SkyMesh is the fifth generation of Tilera's network on chip technology. The fabric is said to provide high bandwidth coherent connectivity amongst all elements on chip. With the ability to handle an aggregate bandwidth of up to 25Tbit/s, SkyMesh is said to lower application latency and the demand on DRAM bandwidth.

The development of the processor from the Tile 64 to the Mx is said by Doud to have been a 'classical progression'. "It's what engineers learn from previous generations," he claimed. "The Tile 64 in 2007 got us into the market, but we quickly spun the Tile Pro. That had a lot of interest and we brought a lot of things together with the third generation device; the Tile-Gx.

"The jump from the Pro to the Gx was big; it was a major architectural upgrade as we moved from 32bit to 64bit cores, added acceleration and cryptographic functions and moved from a 90nm to a 40nm process.

"The Mx represents a similar jump. We're moving to ARM cores, working out how to fit them into our mesh network and incorporating new I/O technology."

Tilera and its parent EZchip are playing in the same markets, but addressing different aspects. "There's some overlap," Doud said, "but our various products are differentiated on performance. If you're looking to do control and data plane design, for example, you should go with a multicore device. If you are focusing on the data plane, then a network processor is more appropriate." See fig 3 for an example application.

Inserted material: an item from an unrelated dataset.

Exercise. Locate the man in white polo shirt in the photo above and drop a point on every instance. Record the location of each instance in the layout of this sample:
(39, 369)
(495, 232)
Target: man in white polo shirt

Tilera can now access EZchip's IP and has applied some network acceleration technology in the Mx. "We're taking advantage of the IP," Doud continued. "Before, our emphasis was on doing things in software. However, as you move up the performance curve, you start to look for help from acceleration technology; for example, to perform traffic management." This functionality is provided in the form of Tile Core Accelerators (TCA).

Doud claims the Mx will be the highest performing multicore processor available when it launches in 2016 and believes it should find application in high end data centres and high end enterprises.

Highlighting the fact that it has Intel in its sights, Tilera has included support for DPDK – the data plane development kit that enables the acceleration of apps which run on the x86 architecture. "It's a set of APIs which allow packet processing and networking functions to run on Linux. It works by bypassing the kernel and doing everything in user space, then sending data onwards."

According to Doud, DPDK isn't exclusive to Intel. "We can use it in two ways. One is as a network front end; if a Tile-Mx is used as a preprocessor, it needs to deliver packets to an Intel processor in DPDK format. However, if someone has developed an app on an Intel part and wants to migrate to an Mx, having the APIs makes it simpler."

Doud says the main target for the Mx is 'hyperscale data centres', where the device can be used for software defined networking and NFV applications. "This kind of processor might be needed in every server," Doud explained. "If an Mx is plugged into a server, it might do the work of four chips, so operators will get space and power savings. It can also be used for so called 'top of rack' applications, where it could perform the kind of things which a Cisco box would have done in the past."

One reason why the Mx provides a high level of performance is the way it handles processing loads, said Doud. "What you don't want to do is to deliver 100G to the first core." This aspect is handled by MPIPE, the

multicore programmable intelligent packet engine. "It can take packet header apart and create 'flow affinity'. With 100 cores, each core is only handling 1G."

The Mx uses a run to completion model, in which all the cores perform all tasks. "It's the way code is written for Intel processors," Doud explained. "But that doesn't mean we're not pipelining some tasks."

The Tile-Mx will be made by TSMC on a 28nm process. "Will the Mx be the next 'killer' processor?," Doud asked rhetorically. "It's not what we've architected it to be.

"We anticipate it performing such tasks as NFV – a domain traditionally handled by Intel processors. Running those apps on a Tilera device will be more effective in terms of throughput and power efficiency."